1. Peripheral pump for conveying a liquid

• - with a drive unit,
• - With a pump area connected to the drive unit with at least one pump stage, the pump stage sharing a first component ( 4 , 104 or 12 ) as the first boundary wall, a second component ( 12 or 14 ) as the second boundary wall and one between the two structures arranged annular spacer ( 20 , 22 ) as the peripheral boundary wall of a pump chamber,
• - With an impeller ( 208 , 210 ) in the pump chamber, on the outer circumference of which vane cells ( 208 a, 210 a) are arranged,
• with a liquid inlet opening ( 2 or 26 ) to the pump chamber in the first component ( 4 , 104 or 12 ),
• - With an axially arranged liquid outlet opening ( 26 or 18 ) from the pump chamber in the second component ( 12 or 14 ),
• - With grooves ( 12 a, 14 a) in the first and second component ( 4 , 104 , 12 , 14 ) to form Be tenkanäle ( 28 , 32 ) of the pump chamber, which is from the liquid inlet opening ( 2 and 26 ) to Liquid outlet opening ( 26 or 18 ) extend along the inner peripheral surface of the spacer ( 20 , 22 ),
• - With an interrupter ( 30 , 34 ) on the inner circumference of the spacer ( 20 , 22 ) between the liquid outlet opening ( 26 or 18 ) and the liquid inlet opening ( 2 or 26 ), seen in the direction of rotation of the impeller ( 208 , 210 ) Has front edge ( 30 c, 34 c) and a rear edge ( 30 b, 34 b),

characterized,

• - That the liquid outlet opening ( 26 or 18 ) is arranged radially outside and close to the circumferential area of the impeller ( 208 , 210 ),
• - That the side channel ( 28 , 32 ) in the downstream side area gradually in the radial direction to the liquid outlet opening ( 26 and 18 ) shifts and widens in the axial direction, so that the cross section of the pump channel increases.

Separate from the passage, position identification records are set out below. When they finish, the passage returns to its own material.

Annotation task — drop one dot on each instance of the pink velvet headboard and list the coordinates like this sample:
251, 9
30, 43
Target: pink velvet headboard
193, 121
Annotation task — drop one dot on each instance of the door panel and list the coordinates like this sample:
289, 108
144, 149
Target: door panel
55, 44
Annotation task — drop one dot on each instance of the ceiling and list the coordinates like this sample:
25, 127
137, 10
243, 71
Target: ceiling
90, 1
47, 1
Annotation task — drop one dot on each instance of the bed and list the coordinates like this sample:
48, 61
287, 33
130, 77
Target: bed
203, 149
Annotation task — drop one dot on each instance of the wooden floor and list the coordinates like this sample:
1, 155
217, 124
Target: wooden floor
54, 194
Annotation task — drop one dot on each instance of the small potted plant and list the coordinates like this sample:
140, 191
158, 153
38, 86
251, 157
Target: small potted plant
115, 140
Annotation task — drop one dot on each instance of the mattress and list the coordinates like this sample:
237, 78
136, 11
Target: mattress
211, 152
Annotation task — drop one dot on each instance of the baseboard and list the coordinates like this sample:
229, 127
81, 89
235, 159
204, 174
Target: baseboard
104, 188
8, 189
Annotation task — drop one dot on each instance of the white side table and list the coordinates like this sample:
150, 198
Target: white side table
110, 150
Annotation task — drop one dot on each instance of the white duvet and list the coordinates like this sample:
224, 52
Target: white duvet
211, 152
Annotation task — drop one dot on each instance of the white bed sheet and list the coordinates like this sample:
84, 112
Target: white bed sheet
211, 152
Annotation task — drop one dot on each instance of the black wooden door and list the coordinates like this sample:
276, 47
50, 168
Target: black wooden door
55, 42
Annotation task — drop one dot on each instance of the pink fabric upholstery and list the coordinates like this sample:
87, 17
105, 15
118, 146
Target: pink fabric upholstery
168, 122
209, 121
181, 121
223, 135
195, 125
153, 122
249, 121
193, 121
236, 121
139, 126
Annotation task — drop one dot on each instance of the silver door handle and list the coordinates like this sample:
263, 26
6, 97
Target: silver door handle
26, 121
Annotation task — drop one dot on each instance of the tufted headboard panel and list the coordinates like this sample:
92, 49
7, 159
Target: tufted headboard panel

2. Peripheral pump according to claim 1, characterized in that to form at least two pump stages between the two components ( 14 , 4 , 104 ) at least two spacers ( 20 , 22 ) and between these at least one intermediate plate ( 12 ) are arranged , wherein the intermediate plate ( 12 ) has a connecting opening ( 26 ) for connecting the at least two pump chambers, that the intermediate plate ( 12 ) on both surfaces to form side channels grooves ( 12 a, 12 b), which is on one surface from the inlet opening ( 2 ) to the connection opening ( 26 ) and on the other surface of the connection opening ( 26 ) to the outlet opening ( 18 ). 3. Peripheral pump according to claim 1 or 2, characterized in that the front edge ( 30 c, 34 c) of the interrupter ( 30 , 34 ) of the respective distance piece ( 20 , 22 ) is rounded. 4. Peripheral pump according to one of claims 1 to 3, characterized in that the downstream areas ( 12 a1, 14 a2) of the side channels ( 28 , 32 ) are straight and in the tangential direction to the outer peripheral surface of the impeller wheel ( 208 , 210 ) extend. 5. Peripheral pump according to one of claims 1 to 3, characterized in that the downstream areas ( 12 a11, 14 a21) of the side channels ( 28 , 32 ) along a slightly curved line he stretch. 6. Peripheral pump according to one of claims 1 to 5, characterized in that the liquid outlet opening ( 26 or 18 ) as a along the outer circumference of the impeller ( 208 , 210 ) it is elongated slot. 7. Peripheral pump according to claim 2, characterized in that the connecting opening ( 26 a) to the second pump stage is formed obliquely inwards in the radial direction.